Tipsheet

IRS: Okay, We Also Spied on Conservative Groups After Granting Them Tax-Exempt Status


A new wrinkle emerges in the IRS scandal:


Republicans investigating the IRS targeting scandal said Wednesday that the agency continued to conduct secret surveillance on tea party groups even after approving them for tax-exempt status. Acting Commissioner Danny Werfel said he shut down the monitoring program after he found out about it, and said he has halted all audits of tax-exempt organizations based on political activity as he tries to get a handle on the embattled agency. Mr. Werfel, who was tapped four months ago to clean up the Internal Revenue Service after the targeting came to light, also told Congress he is troubled by emails sent by Lois G. Lerner, the woman at the center of the targeting scandal, that raise questions about her behavior. He said he has asked internal investigators to follow up on those emails...Mr. Werfel quibbled with calling the continued “surveillance” and said he didn’t see any evidence that groups on the list for scrutiny was improperly influenced by any IRS employees. But he said the program was troubling enough that he shut it down two weeks ago.

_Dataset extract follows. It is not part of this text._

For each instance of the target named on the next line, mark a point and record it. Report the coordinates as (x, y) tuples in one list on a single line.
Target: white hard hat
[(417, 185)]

Wait.They just shut this practice down two weeks ago? So even as the public controversy over IRS targeting raged throughout the spring and summer, the agency was still secretly monitoring those fortunate Tea Party-aligned groups who actually received tax exemption approval. It sounds as if Werfel was blindsided by the existence of the monitoring program, forcing him to put a stop to it as he "tries to get a handle" on what the his organization has been up to. The committee report states that IRS higher-ups were "acutely aware" of President Obama's desire to crack down on conservative groups' funding in advance of the 2010 midterm elections. These latest revelations come on the heels of new questions pertaining to the exceedingly checkered relationship between IRS official Lois Lerner and the truth. Fox News had the report, which Carol touched on last week:


Embattled IRS official Lois Lerner appeared to be deeply involved in scrutinizing the applications of Tea Party groups for tax-exempt status, according to newly released emails that further challenge the claim the targeting was the work of rogue Ohio-based employees. One curious February 2011 email from Lerner said, "Tea Party Matter very dangerous" -- before going on to warn that the "matter" could be used to go to court to test campaign spending limits. ... The same email warned that "Cincy" -- presumably a reference to the Cincinnati IRS office -- should "probably NOT have these cases." That and other emails show Lerner and other Washington, D.C., officials playing a big role in dealing with Tea Party cases...Another February 2011 email from IRS official Holly Paz said "no decisions are going out of Cincy" until the D.C. office goes through the process. Lerner wrote back giving further guidance.


When the scandal broke in May, IRS brass -- Lerner included -- attempted to blame two "rogue" agents in Cincinnati for the misconduct. Lerner even claimed she'd been unaware of the targeting patterns until she read about them in the press. (Sound familiar?) These emails prove that she knew about them, and was in fact intimately involved in them, as far back as 2011. In other words, she lied. Again. The tranche of emails also point to Lerner's political leanings:


On July 10, 2012 then Lerner-adviser Sharon Light emailed Ms. Lerner a National Public Radio story on how outside money was making it hard for Democrats to hold their Senate majority. The Democratic Senatorial Campaign Committee had complained to the Federal Election Commission that conservative groups like Crossroads GPS and Americans for Prosperity should be treated as political committees, rather than 501(c)(4)s, which are tax-exempt social welfare groups that do not have to disclose their donors. "Perhaps the FEC will save the day," Ms. Lerner wrote back later that morning. That response suggests Ms. Lerner's political leanings, and it also raises questions about Ms. Lerner's intentions in a separate email exchange she had when an FEC investigator inquired about the status of the conservative group the American Future Fund. The FEC and IRS don't have the authority to share that information under section 6103 of the Internal Revenue Code. But the bigger question is why did they want to? After the FEC inquiry, the American Future Fund also got a questionnaire from the IRS.


According to a former colleague, Lerner's officious nature and pro-government proclivities have been hallmarks of her career as a federal bureaucrat over a span of decades. Democrats have claimed that the IRS targeting wasn't politically motivated, noting that some liberal groups faced scrutiny as well. The public doesn't believe the first assertion. The second is deeply misleading. Indeed, of the groups subjected to IRS abuse, more than 80 percent were right-leaning. One hundred percent of the 'targeted' lefty groups were eventually approved, whereas a majority of the conservative organizations were rejected or delayed indefinitely. Tea Party-type groups were also subjected to roughly triple the number of questions, and the IRS continued to secretly monitor the conservative groups who were lucky enough to receive a green light. Senior administration officials within the Treasury Department became aware of the Inspector General's investigation into alleged IRS abuses months before the 2012 election. The White House has insisted that it did not order, and was not aware of, the targeting. Americans are skeptical of this claim, perhaps because the administration has changed its story about when it did finally find out at least five times.